Grade inflation is the proof everyone uses to justify to themselves efforts towards cheating grades. "See, dumb people can get good ones too if they just figure out the correct hustle!" Some of these are more admirable than others ("I'll just study 39 hours per day!"), but it amounts to the same. People who will never understand the material believing that this is not a fundamental barrier to success in that field cause all sorts of problems.
> On the gripping hand, maybe grades are the wrong thing to focus on.
If we do away with grading, how is that any different than giving everyone an A/4.0/whatever? Except, maybe it's a little less work for the instructor who no longer has to scribble down a letter next to each name?
On one hand, you could argue that grade inflation is actually a good thing: if pedagogical methods are getting better over time, then you should naturally expect grades to rise if standards stay the same. After all, we no longer expect literacy to be limited to the rich and/or highly educated.

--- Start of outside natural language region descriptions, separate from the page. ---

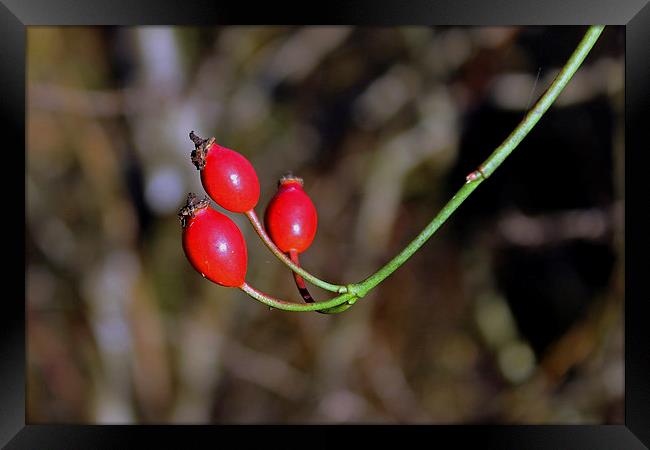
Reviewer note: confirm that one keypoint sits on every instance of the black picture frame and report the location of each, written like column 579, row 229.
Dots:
column 16, row 15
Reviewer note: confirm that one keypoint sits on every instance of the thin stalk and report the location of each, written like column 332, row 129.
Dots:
column 296, row 307
column 259, row 229
column 475, row 178
column 300, row 283
column 304, row 292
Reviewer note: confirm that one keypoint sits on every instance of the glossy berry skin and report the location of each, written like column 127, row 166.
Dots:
column 290, row 216
column 214, row 245
column 227, row 176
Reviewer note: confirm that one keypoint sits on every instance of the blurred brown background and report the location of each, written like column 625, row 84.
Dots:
column 511, row 313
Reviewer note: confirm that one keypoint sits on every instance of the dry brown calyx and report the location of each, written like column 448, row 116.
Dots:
column 290, row 178
column 192, row 205
column 200, row 151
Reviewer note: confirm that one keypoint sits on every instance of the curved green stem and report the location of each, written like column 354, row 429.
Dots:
column 304, row 292
column 290, row 306
column 490, row 164
column 259, row 229
column 473, row 180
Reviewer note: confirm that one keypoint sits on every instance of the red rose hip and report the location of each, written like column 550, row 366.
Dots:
column 290, row 216
column 227, row 176
column 213, row 243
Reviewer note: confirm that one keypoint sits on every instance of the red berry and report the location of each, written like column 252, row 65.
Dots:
column 213, row 243
column 290, row 217
column 227, row 176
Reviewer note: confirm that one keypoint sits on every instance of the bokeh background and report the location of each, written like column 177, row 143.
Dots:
column 511, row 313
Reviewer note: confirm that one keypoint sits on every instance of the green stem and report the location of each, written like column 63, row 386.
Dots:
column 259, row 229
column 473, row 180
column 490, row 164
column 290, row 306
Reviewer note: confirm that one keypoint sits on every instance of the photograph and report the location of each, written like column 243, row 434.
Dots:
column 341, row 224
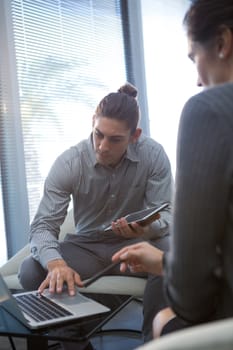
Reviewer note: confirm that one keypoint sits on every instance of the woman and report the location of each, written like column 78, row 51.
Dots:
column 198, row 269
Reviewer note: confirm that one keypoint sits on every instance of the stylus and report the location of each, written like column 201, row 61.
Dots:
column 100, row 273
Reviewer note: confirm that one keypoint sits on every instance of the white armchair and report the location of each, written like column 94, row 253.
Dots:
column 210, row 336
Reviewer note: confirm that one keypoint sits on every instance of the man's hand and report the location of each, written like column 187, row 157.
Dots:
column 122, row 228
column 140, row 257
column 58, row 274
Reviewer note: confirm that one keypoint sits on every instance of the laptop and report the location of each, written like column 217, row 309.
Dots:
column 37, row 311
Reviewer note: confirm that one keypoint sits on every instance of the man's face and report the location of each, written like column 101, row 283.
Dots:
column 111, row 139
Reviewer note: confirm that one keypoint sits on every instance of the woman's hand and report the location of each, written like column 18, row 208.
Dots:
column 140, row 257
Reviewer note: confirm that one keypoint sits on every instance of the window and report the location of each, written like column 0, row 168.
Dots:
column 170, row 75
column 2, row 229
column 63, row 57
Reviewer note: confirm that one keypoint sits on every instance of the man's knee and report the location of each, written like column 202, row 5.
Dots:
column 31, row 274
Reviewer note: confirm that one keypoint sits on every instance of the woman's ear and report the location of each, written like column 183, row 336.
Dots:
column 225, row 42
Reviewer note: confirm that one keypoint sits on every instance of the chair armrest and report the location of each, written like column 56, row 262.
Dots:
column 12, row 265
column 210, row 336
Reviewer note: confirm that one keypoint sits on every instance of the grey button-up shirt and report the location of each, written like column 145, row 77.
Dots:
column 100, row 194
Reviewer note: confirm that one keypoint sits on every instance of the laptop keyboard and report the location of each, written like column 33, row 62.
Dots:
column 40, row 308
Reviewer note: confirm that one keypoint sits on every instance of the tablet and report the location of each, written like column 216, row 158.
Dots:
column 143, row 217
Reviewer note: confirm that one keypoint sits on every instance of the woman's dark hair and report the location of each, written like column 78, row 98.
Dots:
column 121, row 105
column 205, row 18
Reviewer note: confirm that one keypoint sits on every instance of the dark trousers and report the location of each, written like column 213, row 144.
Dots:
column 90, row 254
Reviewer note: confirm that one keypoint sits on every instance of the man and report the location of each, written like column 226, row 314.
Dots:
column 116, row 171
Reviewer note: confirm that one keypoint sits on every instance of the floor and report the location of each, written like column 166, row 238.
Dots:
column 114, row 337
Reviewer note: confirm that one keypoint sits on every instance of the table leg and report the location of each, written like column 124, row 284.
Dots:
column 37, row 342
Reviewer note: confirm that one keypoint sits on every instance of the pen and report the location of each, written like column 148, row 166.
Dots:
column 100, row 273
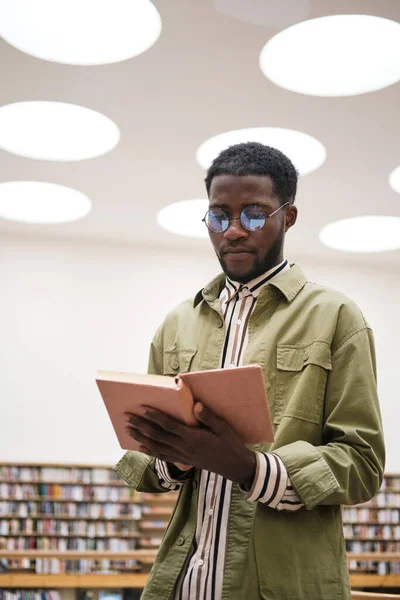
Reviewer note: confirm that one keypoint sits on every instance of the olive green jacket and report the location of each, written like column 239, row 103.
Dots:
column 317, row 354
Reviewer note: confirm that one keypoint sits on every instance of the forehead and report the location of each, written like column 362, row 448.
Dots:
column 233, row 189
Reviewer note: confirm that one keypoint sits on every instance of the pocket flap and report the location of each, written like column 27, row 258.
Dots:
column 177, row 361
column 295, row 358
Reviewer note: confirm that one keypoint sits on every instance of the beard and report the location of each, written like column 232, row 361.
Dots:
column 261, row 264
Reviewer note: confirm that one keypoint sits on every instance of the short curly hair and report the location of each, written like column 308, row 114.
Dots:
column 253, row 158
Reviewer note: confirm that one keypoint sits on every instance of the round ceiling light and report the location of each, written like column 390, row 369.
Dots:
column 306, row 153
column 73, row 32
column 339, row 55
column 363, row 234
column 394, row 179
column 55, row 131
column 185, row 218
column 41, row 202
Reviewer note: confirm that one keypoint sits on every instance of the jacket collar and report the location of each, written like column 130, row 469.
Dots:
column 289, row 284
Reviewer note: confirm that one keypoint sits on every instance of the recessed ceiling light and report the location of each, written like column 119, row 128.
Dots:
column 55, row 131
column 394, row 179
column 363, row 234
column 339, row 55
column 185, row 218
column 76, row 32
column 41, row 202
column 306, row 153
column 265, row 14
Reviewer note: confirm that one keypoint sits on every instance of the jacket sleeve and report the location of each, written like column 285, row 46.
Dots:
column 348, row 467
column 138, row 470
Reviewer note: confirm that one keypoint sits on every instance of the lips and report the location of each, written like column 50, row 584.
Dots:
column 237, row 251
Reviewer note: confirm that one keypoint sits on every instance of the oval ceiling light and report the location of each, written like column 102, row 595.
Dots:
column 339, row 55
column 306, row 153
column 265, row 14
column 55, row 131
column 185, row 218
column 76, row 32
column 363, row 234
column 394, row 179
column 41, row 202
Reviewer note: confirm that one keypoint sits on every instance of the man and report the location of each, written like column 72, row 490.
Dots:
column 261, row 522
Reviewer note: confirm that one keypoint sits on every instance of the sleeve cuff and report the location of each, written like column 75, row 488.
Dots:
column 271, row 485
column 166, row 479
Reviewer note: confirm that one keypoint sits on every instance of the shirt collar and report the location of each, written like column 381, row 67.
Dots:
column 253, row 287
column 288, row 284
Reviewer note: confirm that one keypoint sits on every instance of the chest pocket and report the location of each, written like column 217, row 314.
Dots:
column 301, row 375
column 177, row 361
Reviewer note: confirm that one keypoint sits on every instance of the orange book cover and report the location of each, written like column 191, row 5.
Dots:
column 236, row 395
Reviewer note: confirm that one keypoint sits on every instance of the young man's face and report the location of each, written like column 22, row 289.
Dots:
column 245, row 254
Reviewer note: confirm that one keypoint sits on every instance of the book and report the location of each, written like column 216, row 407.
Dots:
column 237, row 395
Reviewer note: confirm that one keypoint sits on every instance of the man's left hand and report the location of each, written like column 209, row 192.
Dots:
column 213, row 445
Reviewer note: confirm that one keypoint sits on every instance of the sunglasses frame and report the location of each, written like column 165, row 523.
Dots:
column 266, row 216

On the other hand, grade inflation makes it harder to filter above-average students from below-average students. You could combat this by grading on a curve or by making exams harder, but this risks driving students into deleterious zero-sum behaviors - see Asian "cram schools" or American "tiger parenting".
On the gripping hand, maybe grades are the wrong thing to focus on. There does exist the argument that all social classes need smart people, not just the upper-middle/upper classes. Perhaps we should be focusing on improving living standards across society rather than attempting to brain-drain the working class. But this sounds like exactly the sort of thing that would be used to justify aristocracy.